A division bench of Justices Shantanu Kemkar and Nitin Sambre, in a judgment on October 19, observed that the Maharashtra Housing and Area Development Authority (MHADA) and the Brihanmumbai Municipal Corporation (BMC) had “not applied their mind” to various crucial aspects of the case while granting permissions to the developer to construct a high-rise in place of the bungalow.
The court was hearing a public interest litigation filed by four petitioners from the area – a one housing society and members of three different societies.
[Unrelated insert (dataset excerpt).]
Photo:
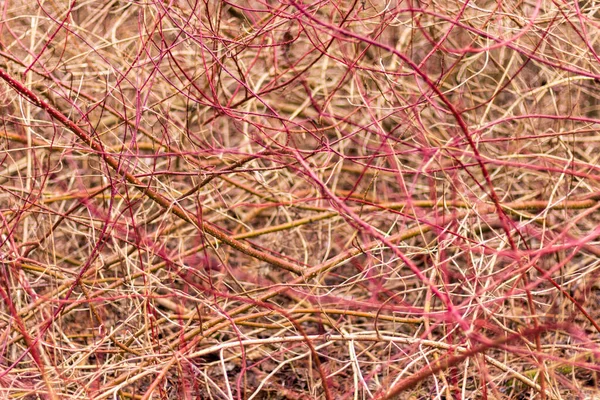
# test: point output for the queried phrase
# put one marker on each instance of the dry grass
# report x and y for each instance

The challenge to the project was mainly with respect to these points – whether it fell within the declared ‘heritage precinct’ area; location of the bungalow with respect to the width of the road abutting; was it a MHADA cessed property or not and whether Wagle and Lalvani were the owners of the property or were still tenants etc.
Gaekwad inducted Wagle and Lalvani as tenants, but later, in 1975, is said to have sold the property to the duo, after a deal with Mahindra Corporation did not materialise. The case ultimately went to court and the parties settlement terms, after showing that Wagle and Lalvani had assigned their tenancy rights to one Kashimpuria and Bhalgat.
The petitioners argued that road abutting the bungalow was ML Dahanukar Marg and not Salebhai Karimji Barodawala Street, based on which the permissions were granted to the developer RA Realty Ventures LLP. The argument was that since ML Dahanukar Marg was less than 18 mtrs wide, a building 69.95 mtrs high (the project) could not have been allowed at all. The argument that it was a heritage precinct meant that the process of granting clearance would change completely and the building’s height would be restricted drastically.
MHADA, BMC and the developer justified the permissions on all counts and disputed the points raised by the petitioners. The court, however, after going through all the records produced before it, noted that one of the internal documents of MHADA mentioned ‘heritage precinct’ with respect to the bungalow and other documents showed that bungalow ass located on ML Dahanukar Marg or Carmicahel Road, and not the wider Salebhai Karimji Barodawala Street.
The bench has stayed its decision of directing the authorities to reconsider the entire case, however, it refused to stay the observation that the fate of the proposed building will depend on outcome of the proceedings.